The overall structure of the movie is very much like the mall cop movie of just three months ago, “Paul Blart.” Both are about would-be policemen who take our their frustration with petty enforcements when they are not mooning over a pretty mall employee.
But where “Paul Blart” was cute and gentle, “Observe and Report” is harsh and bleak. There are no cheery pop songs on the soundtrack to let us know they are just kidding. And there is not much in the way of lessons learned or getting in touch with the life force. Seth Rogen plays Ronnie, a sad, lonely, and angry man who is borderline delusional. He lives with his alcoholic mother. He yearns for Brandi (a fearless Anna Faris), who works at a department store cosmetics counter. He bitterly resents Detective Henderson (Ray Liotta), who is assigned to investigate reports of a flasher who has been harassing women in the parking lot. In a subversion of the usual movie tropes, he decides to ride to the occasion and resolve the flasher case himself as a way of proving himself. But his instincts are skewed and he makes a series of poor judgments and expensive mistakes that are played for comedy.

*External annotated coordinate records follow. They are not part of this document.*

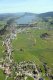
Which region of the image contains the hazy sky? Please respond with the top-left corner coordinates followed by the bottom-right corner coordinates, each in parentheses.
top-left (0, 0), bottom-right (53, 13)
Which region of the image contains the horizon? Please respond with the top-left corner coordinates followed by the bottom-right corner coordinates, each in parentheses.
top-left (0, 0), bottom-right (53, 14)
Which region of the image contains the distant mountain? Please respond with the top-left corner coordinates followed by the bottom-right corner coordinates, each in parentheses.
top-left (0, 12), bottom-right (53, 24)
top-left (16, 13), bottom-right (38, 24)
top-left (38, 12), bottom-right (53, 17)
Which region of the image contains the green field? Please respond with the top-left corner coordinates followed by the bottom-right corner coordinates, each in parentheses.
top-left (0, 28), bottom-right (53, 80)
top-left (12, 29), bottom-right (53, 67)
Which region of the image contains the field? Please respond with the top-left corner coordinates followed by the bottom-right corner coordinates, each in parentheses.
top-left (0, 28), bottom-right (53, 80)
top-left (12, 29), bottom-right (53, 67)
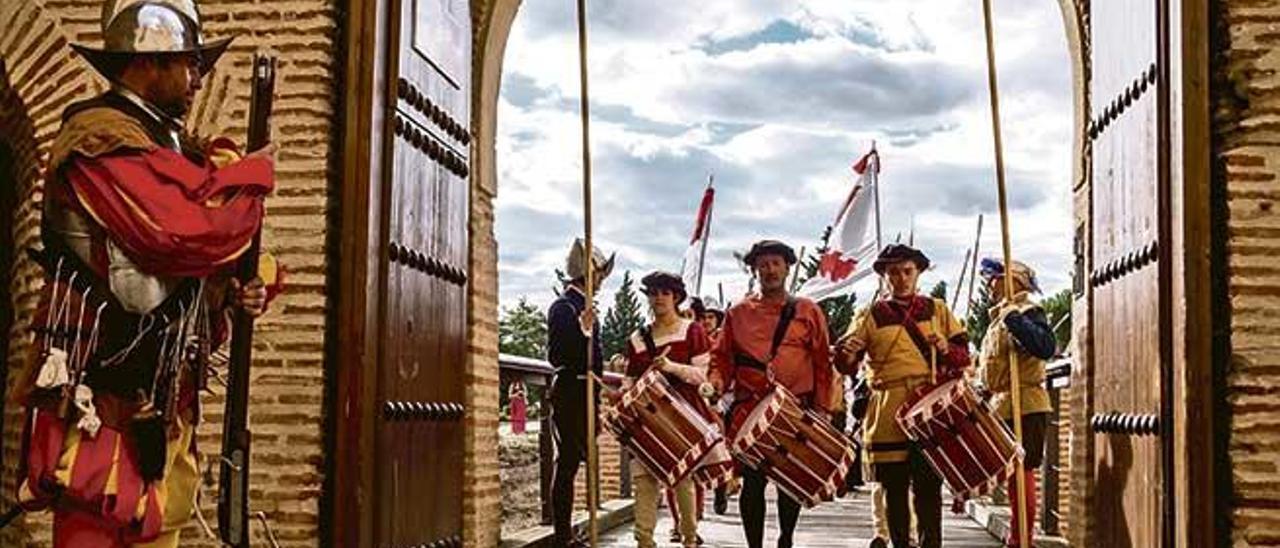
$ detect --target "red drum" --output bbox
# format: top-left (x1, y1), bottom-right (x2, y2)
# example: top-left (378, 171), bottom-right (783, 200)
top-left (897, 379), bottom-right (1023, 498)
top-left (733, 387), bottom-right (854, 508)
top-left (602, 369), bottom-right (724, 485)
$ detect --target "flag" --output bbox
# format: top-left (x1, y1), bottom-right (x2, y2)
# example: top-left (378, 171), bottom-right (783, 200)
top-left (796, 149), bottom-right (879, 301)
top-left (680, 181), bottom-right (716, 296)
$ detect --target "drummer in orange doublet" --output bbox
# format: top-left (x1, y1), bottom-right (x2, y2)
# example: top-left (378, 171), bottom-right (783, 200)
top-left (835, 243), bottom-right (969, 548)
top-left (623, 271), bottom-right (716, 548)
top-left (709, 239), bottom-right (835, 548)
top-left (978, 259), bottom-right (1057, 545)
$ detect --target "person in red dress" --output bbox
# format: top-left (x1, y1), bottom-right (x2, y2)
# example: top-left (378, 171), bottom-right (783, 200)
top-left (507, 379), bottom-right (529, 434)
top-left (14, 0), bottom-right (275, 548)
top-left (623, 271), bottom-right (716, 548)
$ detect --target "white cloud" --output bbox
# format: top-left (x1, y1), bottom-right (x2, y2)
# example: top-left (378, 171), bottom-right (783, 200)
top-left (498, 0), bottom-right (1071, 312)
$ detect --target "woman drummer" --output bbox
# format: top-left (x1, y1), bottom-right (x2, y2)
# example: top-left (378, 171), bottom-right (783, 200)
top-left (978, 259), bottom-right (1057, 545)
top-left (835, 243), bottom-right (969, 548)
top-left (623, 271), bottom-right (716, 548)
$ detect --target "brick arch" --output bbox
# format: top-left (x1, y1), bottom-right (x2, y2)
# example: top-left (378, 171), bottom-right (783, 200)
top-left (0, 59), bottom-right (40, 537)
top-left (0, 0), bottom-right (92, 545)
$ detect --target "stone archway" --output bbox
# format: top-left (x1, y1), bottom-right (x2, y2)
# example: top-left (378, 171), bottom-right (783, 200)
top-left (0, 0), bottom-right (102, 545)
top-left (466, 0), bottom-right (1093, 545)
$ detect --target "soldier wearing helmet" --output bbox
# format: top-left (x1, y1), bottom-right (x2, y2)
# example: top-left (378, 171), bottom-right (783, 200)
top-left (18, 0), bottom-right (274, 547)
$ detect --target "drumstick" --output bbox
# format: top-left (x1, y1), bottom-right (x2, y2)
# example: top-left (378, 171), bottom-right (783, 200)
top-left (577, 0), bottom-right (600, 540)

Rogen, Faris, Celia Weston as Ronnie’s mother, and Michael Pena as his second in command manage the difficult material well, but Hall is more adept as writer (and selector of esoteric songs for the soundtrack) than as a director. The tone may be even more harsh than intended just due to an uncertain control of narrative and character. Hill says he was inspired by Martin Scorsese’s “Taxi Driver” and “King of Comedy,” but he needs to do a bit more observing and reporting of his own to make sure he understands what makes those movies work.